A good colleague of mine at UTS, Dr Bhuva Narayan wrote an excellent recent blog post about the deliberate academic practice of sharing research outputs openly: Learning to be Open: Open Access as a Deliberate Academic Practice.
I’m always amazed at librarians and those doing Library and Information Research (LIS) research who publish behind paywalls. I think this goes against everything we stand for in libraries. There are many decent Open Access alternatives and I thought I would point out some in this post. All those below are listed with the Directory of Open Access Journals.
Information Research: An International Electronic Journal http://www.informationr.net/ir/ Information Research is an open access, international, peer-reviewed, scholarly journal, dedicated to making accessible the results of research across a wide range of information-related disciplines. It is published by the University of Borås, Sweden and edited by Professor T.D. Wilson. It is hosted, and given technical support, by Lund University Libraries, Sweden.
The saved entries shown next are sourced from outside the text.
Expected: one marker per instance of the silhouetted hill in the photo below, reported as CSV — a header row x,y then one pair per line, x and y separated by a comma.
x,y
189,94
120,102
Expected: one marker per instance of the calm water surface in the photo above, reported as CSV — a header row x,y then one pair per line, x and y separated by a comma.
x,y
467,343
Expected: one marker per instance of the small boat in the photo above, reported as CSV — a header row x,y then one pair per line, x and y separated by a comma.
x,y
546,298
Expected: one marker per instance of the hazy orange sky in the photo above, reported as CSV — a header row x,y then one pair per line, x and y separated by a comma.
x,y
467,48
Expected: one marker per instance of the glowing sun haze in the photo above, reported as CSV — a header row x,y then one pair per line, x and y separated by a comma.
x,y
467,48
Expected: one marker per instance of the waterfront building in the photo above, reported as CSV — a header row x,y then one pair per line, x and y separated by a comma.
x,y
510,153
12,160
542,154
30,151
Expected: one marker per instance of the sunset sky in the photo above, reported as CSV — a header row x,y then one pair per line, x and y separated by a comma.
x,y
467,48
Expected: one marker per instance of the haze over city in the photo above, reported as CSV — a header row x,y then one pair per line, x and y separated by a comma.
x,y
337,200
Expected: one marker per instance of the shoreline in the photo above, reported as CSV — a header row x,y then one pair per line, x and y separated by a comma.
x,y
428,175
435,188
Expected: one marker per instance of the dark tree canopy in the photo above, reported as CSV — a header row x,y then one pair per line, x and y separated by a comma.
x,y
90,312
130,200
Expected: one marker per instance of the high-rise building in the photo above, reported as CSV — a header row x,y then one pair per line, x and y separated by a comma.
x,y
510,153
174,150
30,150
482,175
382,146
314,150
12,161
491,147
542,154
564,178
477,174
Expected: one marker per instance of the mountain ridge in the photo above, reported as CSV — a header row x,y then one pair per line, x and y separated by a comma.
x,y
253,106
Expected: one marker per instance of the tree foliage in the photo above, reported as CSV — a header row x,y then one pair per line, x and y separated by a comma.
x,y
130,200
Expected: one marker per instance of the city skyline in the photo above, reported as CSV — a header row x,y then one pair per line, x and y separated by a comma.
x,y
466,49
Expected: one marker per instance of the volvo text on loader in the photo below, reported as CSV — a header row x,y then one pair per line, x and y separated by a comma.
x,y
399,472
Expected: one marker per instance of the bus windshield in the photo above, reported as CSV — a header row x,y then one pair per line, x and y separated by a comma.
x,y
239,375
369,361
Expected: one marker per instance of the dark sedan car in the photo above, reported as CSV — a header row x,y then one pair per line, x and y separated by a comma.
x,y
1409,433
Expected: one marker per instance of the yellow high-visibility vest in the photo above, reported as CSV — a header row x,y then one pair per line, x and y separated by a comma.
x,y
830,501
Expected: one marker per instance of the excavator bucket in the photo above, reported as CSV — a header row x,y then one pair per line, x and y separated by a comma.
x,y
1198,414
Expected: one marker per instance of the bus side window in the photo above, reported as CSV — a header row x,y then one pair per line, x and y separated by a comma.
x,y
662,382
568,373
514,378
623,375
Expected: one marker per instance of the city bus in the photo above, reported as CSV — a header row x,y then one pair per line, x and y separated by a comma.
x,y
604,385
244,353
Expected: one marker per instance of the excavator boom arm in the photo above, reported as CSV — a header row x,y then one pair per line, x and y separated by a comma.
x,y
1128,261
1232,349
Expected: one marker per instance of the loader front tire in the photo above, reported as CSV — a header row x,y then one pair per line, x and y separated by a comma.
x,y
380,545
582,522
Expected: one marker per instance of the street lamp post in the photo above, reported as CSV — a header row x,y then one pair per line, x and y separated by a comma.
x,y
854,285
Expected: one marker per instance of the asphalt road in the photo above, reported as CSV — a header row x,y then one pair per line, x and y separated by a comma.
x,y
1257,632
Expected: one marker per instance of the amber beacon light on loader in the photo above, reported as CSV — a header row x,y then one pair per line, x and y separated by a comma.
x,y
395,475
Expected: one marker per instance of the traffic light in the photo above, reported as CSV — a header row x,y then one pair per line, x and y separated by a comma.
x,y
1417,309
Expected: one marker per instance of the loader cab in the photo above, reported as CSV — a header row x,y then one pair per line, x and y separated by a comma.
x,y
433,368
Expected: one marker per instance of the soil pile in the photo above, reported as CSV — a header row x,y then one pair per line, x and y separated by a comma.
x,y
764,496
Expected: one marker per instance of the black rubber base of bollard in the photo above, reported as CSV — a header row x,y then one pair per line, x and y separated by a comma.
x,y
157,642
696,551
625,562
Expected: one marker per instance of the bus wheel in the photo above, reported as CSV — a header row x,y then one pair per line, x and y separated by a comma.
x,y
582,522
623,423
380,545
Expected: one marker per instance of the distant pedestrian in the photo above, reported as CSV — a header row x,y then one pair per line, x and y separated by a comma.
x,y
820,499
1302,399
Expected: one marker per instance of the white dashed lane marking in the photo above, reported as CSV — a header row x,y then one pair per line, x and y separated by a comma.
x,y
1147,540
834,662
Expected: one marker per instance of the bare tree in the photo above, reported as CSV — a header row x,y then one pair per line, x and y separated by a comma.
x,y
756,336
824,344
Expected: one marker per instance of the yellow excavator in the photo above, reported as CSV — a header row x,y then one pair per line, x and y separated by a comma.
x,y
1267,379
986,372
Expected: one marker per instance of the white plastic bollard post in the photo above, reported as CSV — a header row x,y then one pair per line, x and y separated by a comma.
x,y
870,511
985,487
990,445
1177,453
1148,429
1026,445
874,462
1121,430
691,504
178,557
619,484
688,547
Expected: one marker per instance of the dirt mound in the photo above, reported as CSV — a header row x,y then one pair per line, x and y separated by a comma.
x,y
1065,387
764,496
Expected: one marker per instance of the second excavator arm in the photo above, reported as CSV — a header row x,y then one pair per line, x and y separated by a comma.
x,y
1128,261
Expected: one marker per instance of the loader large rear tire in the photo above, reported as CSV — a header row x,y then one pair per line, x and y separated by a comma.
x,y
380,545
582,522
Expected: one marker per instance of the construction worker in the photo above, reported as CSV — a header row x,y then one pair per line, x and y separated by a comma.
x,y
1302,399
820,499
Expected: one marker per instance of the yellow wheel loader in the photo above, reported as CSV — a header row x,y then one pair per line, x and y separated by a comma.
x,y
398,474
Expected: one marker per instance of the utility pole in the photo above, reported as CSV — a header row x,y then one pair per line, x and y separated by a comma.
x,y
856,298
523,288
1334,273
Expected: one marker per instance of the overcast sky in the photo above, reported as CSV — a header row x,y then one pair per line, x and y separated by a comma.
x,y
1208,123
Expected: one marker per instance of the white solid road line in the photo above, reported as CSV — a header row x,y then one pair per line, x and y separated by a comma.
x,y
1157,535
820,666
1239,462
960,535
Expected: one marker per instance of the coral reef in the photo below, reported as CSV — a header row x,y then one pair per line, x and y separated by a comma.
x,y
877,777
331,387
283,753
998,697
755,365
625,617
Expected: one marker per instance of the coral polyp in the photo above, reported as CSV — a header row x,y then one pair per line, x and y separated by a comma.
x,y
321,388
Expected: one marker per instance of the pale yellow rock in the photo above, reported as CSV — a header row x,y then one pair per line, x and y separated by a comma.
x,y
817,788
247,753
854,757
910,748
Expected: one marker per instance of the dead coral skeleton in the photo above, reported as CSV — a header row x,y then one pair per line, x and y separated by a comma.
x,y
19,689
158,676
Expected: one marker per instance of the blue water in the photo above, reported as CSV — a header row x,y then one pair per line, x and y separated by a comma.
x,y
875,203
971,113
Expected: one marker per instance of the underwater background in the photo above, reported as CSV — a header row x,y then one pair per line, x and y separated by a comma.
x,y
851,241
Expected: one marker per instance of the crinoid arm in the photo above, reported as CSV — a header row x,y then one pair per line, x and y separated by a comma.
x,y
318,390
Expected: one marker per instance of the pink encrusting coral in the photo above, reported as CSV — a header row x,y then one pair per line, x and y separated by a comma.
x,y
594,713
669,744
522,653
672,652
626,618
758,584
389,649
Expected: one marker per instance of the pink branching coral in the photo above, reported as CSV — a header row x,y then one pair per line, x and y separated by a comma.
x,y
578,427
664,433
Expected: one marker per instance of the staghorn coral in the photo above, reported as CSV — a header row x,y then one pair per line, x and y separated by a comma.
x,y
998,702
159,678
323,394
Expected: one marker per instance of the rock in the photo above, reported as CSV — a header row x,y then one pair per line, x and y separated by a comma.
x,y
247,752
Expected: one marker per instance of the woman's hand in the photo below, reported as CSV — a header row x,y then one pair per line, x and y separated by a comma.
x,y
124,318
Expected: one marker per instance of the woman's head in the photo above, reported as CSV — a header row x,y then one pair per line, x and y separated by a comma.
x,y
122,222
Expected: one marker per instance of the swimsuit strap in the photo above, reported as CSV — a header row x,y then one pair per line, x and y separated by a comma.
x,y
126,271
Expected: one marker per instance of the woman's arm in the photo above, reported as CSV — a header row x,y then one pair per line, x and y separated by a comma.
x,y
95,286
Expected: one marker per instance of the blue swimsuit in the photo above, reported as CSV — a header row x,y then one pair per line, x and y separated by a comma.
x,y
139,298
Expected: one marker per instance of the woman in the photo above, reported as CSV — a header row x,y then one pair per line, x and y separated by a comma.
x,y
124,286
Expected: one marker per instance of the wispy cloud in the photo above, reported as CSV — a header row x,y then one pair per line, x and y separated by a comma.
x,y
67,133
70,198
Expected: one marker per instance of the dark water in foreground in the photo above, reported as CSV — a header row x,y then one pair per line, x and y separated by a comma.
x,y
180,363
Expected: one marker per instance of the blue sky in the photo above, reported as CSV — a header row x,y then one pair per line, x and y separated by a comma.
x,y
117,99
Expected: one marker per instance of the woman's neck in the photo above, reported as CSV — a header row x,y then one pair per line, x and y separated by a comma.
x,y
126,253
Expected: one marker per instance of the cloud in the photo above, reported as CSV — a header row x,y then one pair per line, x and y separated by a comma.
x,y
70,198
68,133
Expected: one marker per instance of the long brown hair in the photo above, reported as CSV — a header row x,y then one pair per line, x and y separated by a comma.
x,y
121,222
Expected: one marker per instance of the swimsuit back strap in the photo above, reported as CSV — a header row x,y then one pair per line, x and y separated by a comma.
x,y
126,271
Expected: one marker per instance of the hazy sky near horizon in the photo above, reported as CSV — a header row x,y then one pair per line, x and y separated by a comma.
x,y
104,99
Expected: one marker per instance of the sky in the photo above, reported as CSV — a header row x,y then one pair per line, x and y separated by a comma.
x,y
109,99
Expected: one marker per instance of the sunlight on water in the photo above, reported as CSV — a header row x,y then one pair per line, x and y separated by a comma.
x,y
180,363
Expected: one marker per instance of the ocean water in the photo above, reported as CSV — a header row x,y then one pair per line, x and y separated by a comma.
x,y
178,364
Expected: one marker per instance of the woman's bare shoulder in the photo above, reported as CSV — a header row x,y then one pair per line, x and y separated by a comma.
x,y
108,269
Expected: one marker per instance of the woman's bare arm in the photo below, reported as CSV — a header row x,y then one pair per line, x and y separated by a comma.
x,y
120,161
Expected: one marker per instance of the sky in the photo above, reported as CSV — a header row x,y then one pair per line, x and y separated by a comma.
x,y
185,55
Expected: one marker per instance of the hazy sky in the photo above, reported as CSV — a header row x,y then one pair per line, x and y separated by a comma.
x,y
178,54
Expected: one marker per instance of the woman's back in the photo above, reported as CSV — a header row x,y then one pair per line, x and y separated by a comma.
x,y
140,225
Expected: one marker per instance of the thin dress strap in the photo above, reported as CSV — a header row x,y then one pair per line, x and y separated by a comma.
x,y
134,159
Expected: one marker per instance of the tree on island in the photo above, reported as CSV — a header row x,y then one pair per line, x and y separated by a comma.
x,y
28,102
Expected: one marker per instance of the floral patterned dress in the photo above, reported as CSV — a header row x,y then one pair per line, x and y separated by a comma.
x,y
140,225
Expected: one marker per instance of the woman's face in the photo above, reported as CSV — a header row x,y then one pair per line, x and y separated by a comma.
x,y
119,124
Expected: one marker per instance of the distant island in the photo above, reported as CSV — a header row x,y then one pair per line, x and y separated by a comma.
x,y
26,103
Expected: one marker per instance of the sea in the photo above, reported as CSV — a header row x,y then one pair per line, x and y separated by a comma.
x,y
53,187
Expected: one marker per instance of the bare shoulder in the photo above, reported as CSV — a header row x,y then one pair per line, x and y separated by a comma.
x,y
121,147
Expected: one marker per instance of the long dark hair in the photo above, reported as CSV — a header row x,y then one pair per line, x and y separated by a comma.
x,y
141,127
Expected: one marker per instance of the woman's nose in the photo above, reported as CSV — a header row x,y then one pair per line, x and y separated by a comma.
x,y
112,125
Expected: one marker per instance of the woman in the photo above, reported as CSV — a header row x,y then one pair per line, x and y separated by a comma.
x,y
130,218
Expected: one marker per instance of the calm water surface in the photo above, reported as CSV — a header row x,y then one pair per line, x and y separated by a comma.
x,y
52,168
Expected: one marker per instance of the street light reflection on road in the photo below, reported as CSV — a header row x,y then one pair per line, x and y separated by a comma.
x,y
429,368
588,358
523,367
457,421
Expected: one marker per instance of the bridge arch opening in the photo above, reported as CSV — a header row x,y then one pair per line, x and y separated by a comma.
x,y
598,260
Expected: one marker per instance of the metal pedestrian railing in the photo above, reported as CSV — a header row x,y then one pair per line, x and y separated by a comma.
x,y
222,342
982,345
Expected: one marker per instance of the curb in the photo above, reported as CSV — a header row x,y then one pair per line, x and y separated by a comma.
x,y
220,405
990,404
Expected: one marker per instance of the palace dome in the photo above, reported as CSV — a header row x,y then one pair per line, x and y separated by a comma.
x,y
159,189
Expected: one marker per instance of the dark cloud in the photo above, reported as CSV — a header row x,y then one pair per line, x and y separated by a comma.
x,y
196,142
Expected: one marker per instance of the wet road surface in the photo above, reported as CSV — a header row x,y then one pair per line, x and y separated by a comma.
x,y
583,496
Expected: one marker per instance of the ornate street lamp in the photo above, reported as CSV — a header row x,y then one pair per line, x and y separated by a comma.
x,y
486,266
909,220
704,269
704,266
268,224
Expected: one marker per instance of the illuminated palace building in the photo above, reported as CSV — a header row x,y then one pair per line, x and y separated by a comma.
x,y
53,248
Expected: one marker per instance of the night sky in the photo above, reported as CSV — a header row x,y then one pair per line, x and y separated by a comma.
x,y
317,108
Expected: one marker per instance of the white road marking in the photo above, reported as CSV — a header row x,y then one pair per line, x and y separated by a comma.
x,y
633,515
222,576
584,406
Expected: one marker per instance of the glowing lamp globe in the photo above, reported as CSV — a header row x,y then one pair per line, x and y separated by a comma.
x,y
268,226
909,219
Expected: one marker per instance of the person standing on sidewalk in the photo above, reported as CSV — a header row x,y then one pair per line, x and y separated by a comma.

No APCs.
The Australasian Journal of Information Systems http://journal.acs.org.au/index.php/ajis/ The Australasian Journal of Information Systems (AJIS) is an international quality, peer reviewed journal covering innovative research and practice in Information Systems. AJIS publishes high quality contributions to theory and practice in the global Information Systems (IS) discipline. It is particularly interested in IS knowledge drawn from or applied to Australasia and in the Asia-Pacific region. The journal welcomes submissions on research and conceptual development based in a very wide range of inquiry methods, ways of thinking and modes of expression. No APCs
College & Research Libraries http://crl.acrl.org/index.php/crl/about/editorialPolicies#focusAndScope College & Research Libraries includes articles in all fields of interest and concern to academic and research libraries. Well-written manuscripts on all aspects of academic and research librarianship will be considered. The focus of the journal is on reports of original research. Manuscripts may also include descriptive narratives of successful and unsuccessful ventures, thoughtful discussions of issues in librarianship, and other suitable subjects. No APCs.
Evidence Based Library and Information Practice (EBLIP) https://journals.library.ualberta.ca/eblip/index.php/EBLIP EBLIP is an open access, peer reviewed journal that is published quarterly, hosted by the University of Alberta Learning Services, and supported by an international team of editorial advisors. The purpose of the journal is to provide a forum for librarians and other information professionals to discover research that may contribute to decision making in professional practice. EBLIP publishes original research and commentary on the topic of evidence based library and information practice, as well as reviews of previously published research (evidence summaries) on a wide number of topics. There are no article processing charges (APCs) for publishing in EBLIP.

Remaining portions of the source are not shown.